Recently, I talked to a friend about converting trash objects into musical instruments. I remembered the old part and suddenly it clicked: I would turn the chess computer into a jazz computer! There is a striking resemblance between the notation of chords and chess moves, for example E6 E7 means in chess that a pawn moves from square E6 to E7. In jazz it would describe E major chords extended by a sixth or seventh note. This enabled me to reuse the keyboard with small changes only. I designed some stickers that go with the original theme and the console now looks like this:

As hardware I used a Raspberry Pi Zero and an WM8960 audio hat amplifier with encased speakers. The traditional simple four digit 7-segment display could not hold longer chord names or show symbols like ‘#’, thus I opted for a larger 176×220 LCD display (and even designed a simple line font suitable for a device from the 70’s). In summary, these are the parts that needed to fit into the console:

The next step was to construct a bottom case that could hold all the parts and looked more or less like the original. Here is the design sketch I came up with and the 3D printed PETG result after a couple of iterations:

Now to the part of the project that I always love the most: the assembly. Seeing how the pieces come together and how one’s ideas come to life has ever something magical…

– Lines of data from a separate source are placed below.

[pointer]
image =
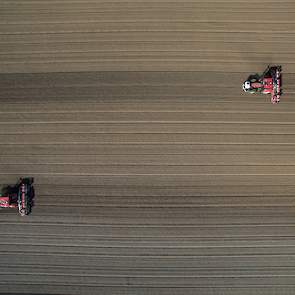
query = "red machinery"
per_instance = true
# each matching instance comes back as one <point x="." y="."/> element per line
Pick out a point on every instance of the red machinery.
<point x="268" y="83"/>
<point x="19" y="196"/>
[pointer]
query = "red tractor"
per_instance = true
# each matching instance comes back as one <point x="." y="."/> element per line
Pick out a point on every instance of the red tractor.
<point x="269" y="82"/>
<point x="19" y="196"/>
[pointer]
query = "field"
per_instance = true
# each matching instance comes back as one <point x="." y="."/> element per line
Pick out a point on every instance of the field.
<point x="154" y="173"/>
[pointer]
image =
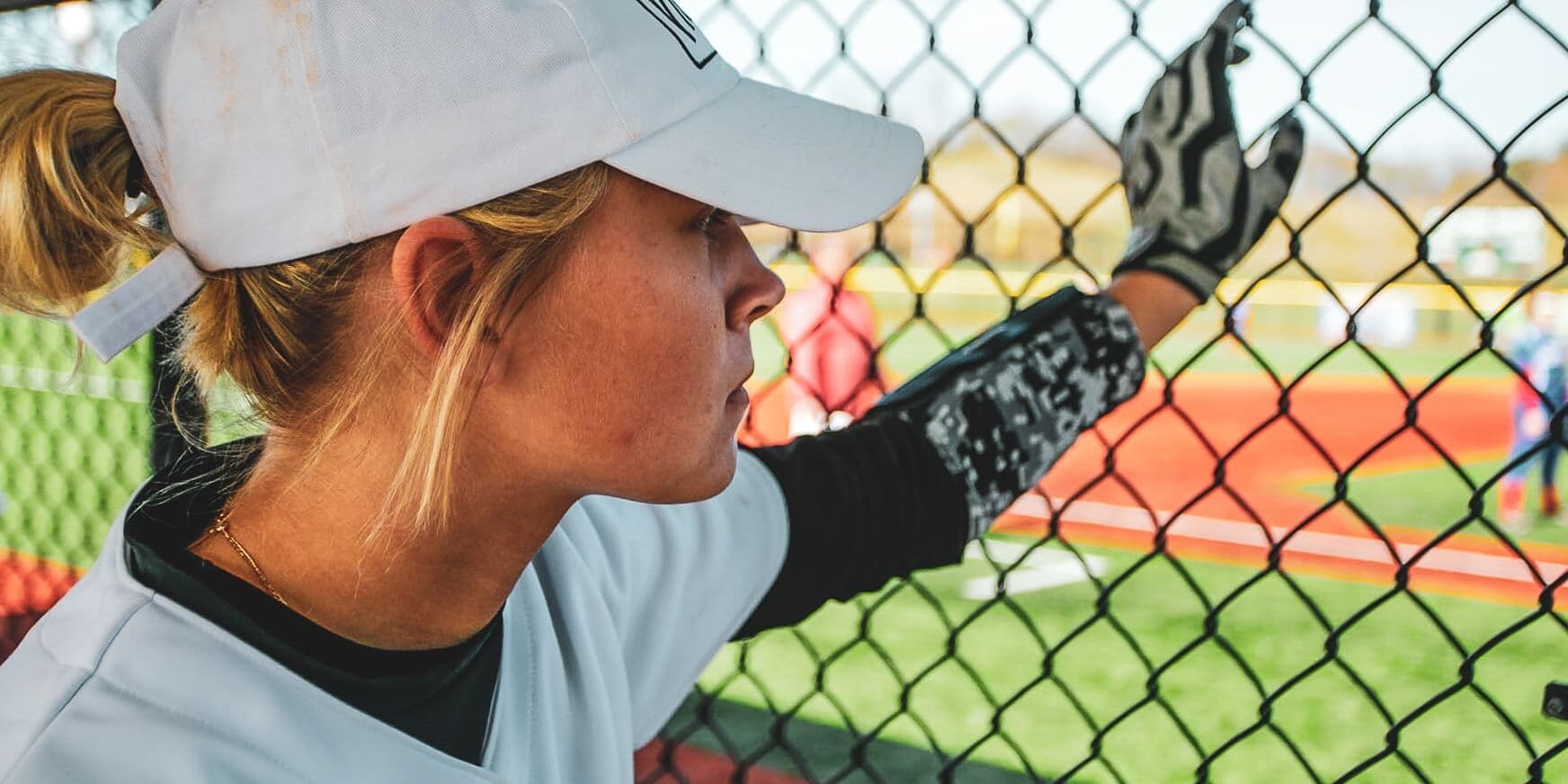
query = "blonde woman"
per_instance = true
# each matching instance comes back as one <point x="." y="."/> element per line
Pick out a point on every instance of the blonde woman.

The hardest part was to have the computer play matching jazz chords. By abstracting away the interface I created a prototyping environment in Python with the really great ⇾PYO module for sound generation and the amazing ⇾Kivy UI framework. This way I could rapidly try out different algorithms for chord generation and play around with the game logic.

For chord matching I tried out an approach based on David Huron’s work on ⇾tonal consonance as well as Gilberto Bernardes’ concept of ⇾interval space. However, to my ears both techniques worked only in a limited way and were coming short specifically in terms of jazz harmonics. Thus I opted for another data-driven approach: I played all combinations of two tetrads in all twelve keys (a couple of thousands!) to myself and rated them according to how well they progress. Using these values and some additional heuristics I was able to produce chord sequences that finally sounded jazzy. This is certainly not the most scientific approach but certainly fair enough for a 70’s style gaming console. The algorithm produces sometimes really beautiful chord progressions and sometimes rather odd harmonies. After all, fun arises especially when the computer is NOT perfect in its choices, giving you the chance to win :-)

This project was featured by the MagPi magazine (⇾Issue 102) and on the ⇾Hackaday blog.